Skilling has been in prison since December 2006 and is serving his sentence in a low security facility outside of Denver.
The 5th U.S. Circuit Court of Appeals upheld his convictions in 2009 but vacated his more than 24-year prison term and ordered that he be resentenced, saying a sentencing guideline was improperly applied, resulting in a longer prison term.
'This agreement ensures that Mr. Skilling will be appropriately punished for his crimes and that victims will finally receive the restitution they deserve.' —U.S. Justice Department spokesperson Peter Carr
The appeals court called for Skilling's sentence to be reduced to somewhere between 15.6 years to 19.5 years. Prosecutors agreed to a further reduction as part of their efforts to distribute the $40 million in restitution and resolve a case that's been investigated and prosecuted for more than 10 years.
"This agreement ensures that Mr. Skilling will be appropriately punished for his crimes and that victims will finally receive the restitution they deserve," Carr said.
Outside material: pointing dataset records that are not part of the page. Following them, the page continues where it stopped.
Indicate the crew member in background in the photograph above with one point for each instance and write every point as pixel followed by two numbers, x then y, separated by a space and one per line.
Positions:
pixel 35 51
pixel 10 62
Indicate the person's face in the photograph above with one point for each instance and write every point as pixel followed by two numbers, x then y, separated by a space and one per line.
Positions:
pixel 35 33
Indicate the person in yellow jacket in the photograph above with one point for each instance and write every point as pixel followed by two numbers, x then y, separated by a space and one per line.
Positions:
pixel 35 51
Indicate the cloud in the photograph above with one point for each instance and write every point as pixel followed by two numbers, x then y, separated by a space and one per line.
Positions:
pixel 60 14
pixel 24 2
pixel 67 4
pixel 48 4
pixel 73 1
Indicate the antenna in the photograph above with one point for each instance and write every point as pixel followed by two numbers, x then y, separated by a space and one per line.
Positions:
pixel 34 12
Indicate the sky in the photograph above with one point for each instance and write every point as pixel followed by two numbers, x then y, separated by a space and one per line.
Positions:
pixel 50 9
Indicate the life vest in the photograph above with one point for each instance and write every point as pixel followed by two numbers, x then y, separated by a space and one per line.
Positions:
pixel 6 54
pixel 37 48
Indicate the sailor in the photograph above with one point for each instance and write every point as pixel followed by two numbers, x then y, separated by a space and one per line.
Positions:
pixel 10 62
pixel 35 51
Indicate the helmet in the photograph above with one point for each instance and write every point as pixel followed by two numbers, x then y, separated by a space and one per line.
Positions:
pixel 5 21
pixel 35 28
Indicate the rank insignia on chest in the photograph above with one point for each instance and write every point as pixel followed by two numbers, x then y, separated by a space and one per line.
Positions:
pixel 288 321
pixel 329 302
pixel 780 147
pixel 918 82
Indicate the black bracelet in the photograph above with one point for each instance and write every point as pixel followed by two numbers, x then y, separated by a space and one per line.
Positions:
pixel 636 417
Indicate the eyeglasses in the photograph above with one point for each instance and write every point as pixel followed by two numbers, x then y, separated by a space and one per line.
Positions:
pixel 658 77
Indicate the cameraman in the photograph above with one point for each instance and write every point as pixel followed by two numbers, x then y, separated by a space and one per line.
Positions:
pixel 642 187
Petrocelli said while the recommended sentence still would be more than double that of any other Enron defendant, all of whom have since been released from prison, "Jeff will at least have the chance to get back a meaningful part of his life."
Philip Hilder, a Houston attorney who represented several ex-Enron executives who co-operated with prosecutors, called the agreement a "great result" for Skilling.
"It's not ideally what either side wanted. It was a reasonable compromise to put this matter behind everybody," he said.
Petrocelli declined to comment about when Skilling might be released from prison if the agreement is approved.
Conviction flawed, top court said
The U.S. Supreme Court said in 2010 that one of Skilling's convictions was flawed when it sharply curtailed the use of the "honest services" fraud law — a short addendum to the federal mail and wire fraud statute that makes it illegal to scheme to deprive investors of "the intangible right to honest services."
The Supreme Court ruled that prosecutors can use the law only in cases where evidence shows the defendant accepted bribes or kickbacks and that because Skilling's misconduct entailed no such things, he did not conspire to commit honest-services fraud.
The Supreme Court told a lower court to decide whether he deserved a new trial. The lower court said no.
Skilling, 59, was the highest-ranking executive to be punished for Enron's downfall. Enron founder Kenneth Lay's similar convictions were vacated after he died of heart disease less than two months after trial.
Enron's collapse put more than 5,000 people out of work, wiped out more than $2 billion in employee pensions and rendered worthless $60 billion in Enron stock. Its aftershocks were felt across the city and the energy industry.